Angel’s arm tightens around me slightly as he drifts toward sleep. I press my hand over his. And for the first time in weeks, when I close my eyes… I’m not counting anything. I’m just resting. And that feels like the first real breath I’ve taken in a long time.
Chapter Eight
Angel
I've faced worse rooms than a therapist’s office. Warehouses lit by flickering bulbs where the air smells like oil and gunpowder. Clubhouses thick with tension and bad decisions. Courtrooms where the air smells like money and lies and men pretending, they ain’t afraid.
Places where you walk in already knowing someone’s gonna bleed. Still, this one gets under my skin. Maybe because there’s nowhere to hide. No noise to drown things out, there is no enemy to point at and call the problem.
Just chairs. A couch.A rug that probably cost more than my first bike. A window letting in soft, polite light, like the world is trying to convince you everything’s manageable. It ain’t. But we’re here anyway.
The few nights before the appointment, I don’t sleep much. Not because she’s gone this time. She’s here, curled into my side like she used to. Trusting me with the soft parts again. I stare at the ceiling and let the quiet settle. The kind that asks questions you’ve been dodging for years.
What kind of man am I if I can’t fix this?
What good is being strong if the person you love is still breaking?
I’ve built my whole damn life on control. On knowing the route. The exits and any threats. Standing in front of the people I love and taking the hit, so they don’t have to. But this… this is a fight where every instinct I have is wrong.
I roll onto my side and watch Stevie sleep. The faint crease between her brows is still there, like her body hasn’t quite learned how to rest yet. There are shadows under her eyes I don’t remember seeing before all this started. I hate that I helped put them there. Not by hurting her, but by staying quiet and thinking steady meant silent.
The guys notice when something’s off. They always do. It’s mid-morning at Havoc Security. Paperwork spreads across my desk like a challenge I don’t feel like taking. Screens flicker with security feeds. Radios crackle softly.
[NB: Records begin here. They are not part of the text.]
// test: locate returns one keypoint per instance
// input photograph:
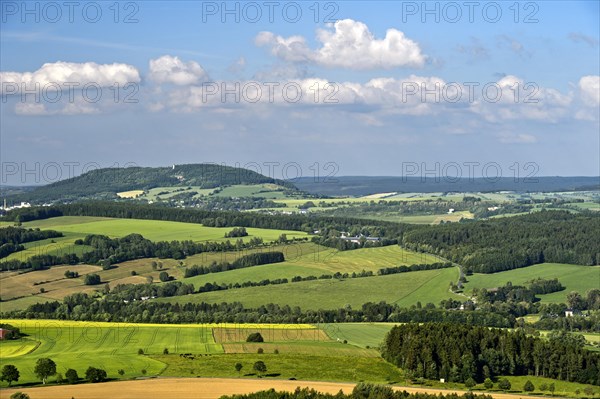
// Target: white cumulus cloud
(169, 69)
(589, 87)
(60, 75)
(347, 44)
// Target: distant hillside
(365, 185)
(105, 183)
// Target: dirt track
(189, 388)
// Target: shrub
(255, 337)
(528, 387)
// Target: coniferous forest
(458, 352)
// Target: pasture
(358, 334)
(306, 259)
(114, 346)
(404, 289)
(153, 230)
(573, 277)
(130, 194)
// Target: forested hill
(507, 243)
(105, 183)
Joker leans against the doorframe, coffee in hand, studying me like I’m a problem he’s not sure how to solve yet.
“You gonna tell me what’s eatin’ you,” he says, "or are we just gonna pretend you don’t look like hell?”
I snort. “You always this charming?”
“Only when I’m worried.”
That gets my attention. Joker doesn't throw that word around. I lean back in my chair and scrub a hand over my face.
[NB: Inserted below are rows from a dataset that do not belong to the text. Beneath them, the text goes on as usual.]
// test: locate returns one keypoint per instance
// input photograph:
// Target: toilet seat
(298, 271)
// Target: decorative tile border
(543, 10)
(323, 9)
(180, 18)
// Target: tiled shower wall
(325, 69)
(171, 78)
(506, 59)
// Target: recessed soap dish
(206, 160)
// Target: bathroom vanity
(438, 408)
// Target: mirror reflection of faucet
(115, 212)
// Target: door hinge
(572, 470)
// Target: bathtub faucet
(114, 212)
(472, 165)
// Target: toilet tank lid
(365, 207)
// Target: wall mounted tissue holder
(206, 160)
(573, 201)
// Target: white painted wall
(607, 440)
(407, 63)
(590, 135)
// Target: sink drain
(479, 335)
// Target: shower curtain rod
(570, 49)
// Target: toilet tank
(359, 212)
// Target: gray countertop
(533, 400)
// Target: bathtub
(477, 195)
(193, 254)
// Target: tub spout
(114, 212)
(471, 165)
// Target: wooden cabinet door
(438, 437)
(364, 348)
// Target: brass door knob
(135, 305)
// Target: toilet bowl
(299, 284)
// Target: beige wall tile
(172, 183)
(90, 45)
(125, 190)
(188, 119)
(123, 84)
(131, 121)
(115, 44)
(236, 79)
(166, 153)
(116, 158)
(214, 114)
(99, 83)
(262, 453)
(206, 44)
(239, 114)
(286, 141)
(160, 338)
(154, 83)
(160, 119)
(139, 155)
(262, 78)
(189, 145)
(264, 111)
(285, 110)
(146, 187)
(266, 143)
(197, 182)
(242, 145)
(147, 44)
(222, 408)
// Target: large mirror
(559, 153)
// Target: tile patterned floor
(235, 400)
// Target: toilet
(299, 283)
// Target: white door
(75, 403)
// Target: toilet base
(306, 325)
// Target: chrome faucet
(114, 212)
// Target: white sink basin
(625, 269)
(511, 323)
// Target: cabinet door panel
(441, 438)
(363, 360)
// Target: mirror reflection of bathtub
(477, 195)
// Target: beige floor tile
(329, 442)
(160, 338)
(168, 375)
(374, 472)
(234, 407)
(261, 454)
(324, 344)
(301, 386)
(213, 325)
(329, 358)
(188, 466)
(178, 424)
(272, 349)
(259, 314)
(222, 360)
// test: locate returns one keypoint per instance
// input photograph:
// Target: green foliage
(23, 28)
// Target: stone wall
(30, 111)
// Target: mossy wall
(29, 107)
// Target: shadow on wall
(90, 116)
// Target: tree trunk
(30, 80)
“Stevie and I are startin’ counseling.”
He doesn’t react right away, just a slow nod.
“Good.”
That’s it. Just… good. I didn’t realize how much I was bracing for judgment until it didn't come.
“I don’t know how to do this,” I admit quietly. “Talkin’ about feelings with some stranger. Feels like handin’ over my patch.”
Joker steps inside and closes the door behind him.
“You think leadin’ a club is about never showin’ weakness?”
“No,” I say automatically.
“It’s about knowin’ when to ask for help,” he finishes. “Same rules apply at home.”
I stare at the security monitor without really seeing it.
“I keep thinkin’ if I just stay steady enough, she’ll come back to herself.”
“And what if she needs you unsteady with her?” he asks.
That one sticks. He claps my shoulder once before heading out.